山口県のフリーペーパー「地域情報新聞 ほっぷ」WEB版

お問い合わせはこちら

帰る雁

2015.10.16

瀟湘何事等間回

水碧沙明両岸苔

二十五弦弾夜月

不勝清怨卻飛来

 

七二二年生まれの銭起(せんき)の「帰る雁」。

 

■読みと解釈

瀟湘何事等間回

瀟湘(しょうしょう)より何事ぞ等間(とうかん)に回(かえ)る

[瀟水、湘水から考えもせず北へ回るとはどういう事か]

 

水碧沙明両岸苔

水は碧(あお)く沙(すな)は明るく両岸は苔(こけ)むせり

[水は紺碧で沙は透明で両岸には緑の苔が生えている]

 

二十五弦弾夜月

二十五弦をば夜月(やげつ)に弾けば

[二十五弦の琴を春の月が出る夜中に弾くと]

 

不勝清怨卻飛来

清怨(せいえん)に勝(た)えずして卻(かえ)って飛来せり

[清々しい音色に耐えられず北へ何と飛んで行ったのだ]

 

■注目点

雁の動きに注目。

雁は渡り鳥。秋に南に来て、翌年の春に北へ帰る。この詩の雁は南から北へ帰る雁。

瀟水、湘水はともに洞庭湖に注ぐ南方の川。この川の水は紺碧、沙は透明、岸には緑の苔。風光明媚なこの地なのに、雁は考えることなく、この地を捨て北へ帰るとは。なぜ帰るのか。帰るな。ここに留まれ。
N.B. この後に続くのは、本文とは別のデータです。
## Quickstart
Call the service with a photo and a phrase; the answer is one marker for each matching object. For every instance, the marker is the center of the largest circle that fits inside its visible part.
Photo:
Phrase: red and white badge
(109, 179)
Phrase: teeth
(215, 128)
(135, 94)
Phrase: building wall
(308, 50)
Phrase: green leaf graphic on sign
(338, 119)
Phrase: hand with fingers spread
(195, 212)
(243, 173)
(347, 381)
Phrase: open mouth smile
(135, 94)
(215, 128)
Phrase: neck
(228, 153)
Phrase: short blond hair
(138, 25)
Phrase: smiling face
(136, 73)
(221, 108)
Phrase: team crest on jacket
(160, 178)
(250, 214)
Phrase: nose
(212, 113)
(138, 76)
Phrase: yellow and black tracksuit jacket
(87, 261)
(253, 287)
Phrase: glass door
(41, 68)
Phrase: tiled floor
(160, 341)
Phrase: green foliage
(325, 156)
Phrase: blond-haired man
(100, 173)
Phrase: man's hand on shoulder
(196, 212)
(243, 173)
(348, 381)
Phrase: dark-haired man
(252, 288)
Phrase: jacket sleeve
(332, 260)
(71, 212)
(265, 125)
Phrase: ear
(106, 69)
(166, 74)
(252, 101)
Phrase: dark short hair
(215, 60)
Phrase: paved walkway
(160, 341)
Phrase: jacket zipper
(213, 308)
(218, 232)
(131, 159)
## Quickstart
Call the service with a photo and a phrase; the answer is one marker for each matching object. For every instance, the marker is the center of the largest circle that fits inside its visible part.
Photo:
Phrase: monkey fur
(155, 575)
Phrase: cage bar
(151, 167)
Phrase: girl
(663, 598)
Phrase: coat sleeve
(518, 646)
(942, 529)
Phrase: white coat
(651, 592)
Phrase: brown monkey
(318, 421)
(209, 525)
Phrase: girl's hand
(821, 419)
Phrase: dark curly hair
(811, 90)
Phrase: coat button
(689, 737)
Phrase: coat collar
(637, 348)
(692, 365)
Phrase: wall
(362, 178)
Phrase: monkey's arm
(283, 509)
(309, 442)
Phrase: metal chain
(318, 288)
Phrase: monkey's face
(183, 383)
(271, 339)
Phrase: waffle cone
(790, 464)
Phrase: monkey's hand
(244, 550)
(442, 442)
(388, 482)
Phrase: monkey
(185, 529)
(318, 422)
なぜ北へ帰る。そのわけを銭起は発見。琴の音色のせい。春の夜中に琴を弾く輩。それは仙女。仙女の琴の音色は怨みもこもり、悲しく清らか。

琴の音色を聞いた雁。考えることは何もない。風光明媚とはいえ、この地を去って北へ帰る。これが雁の動き。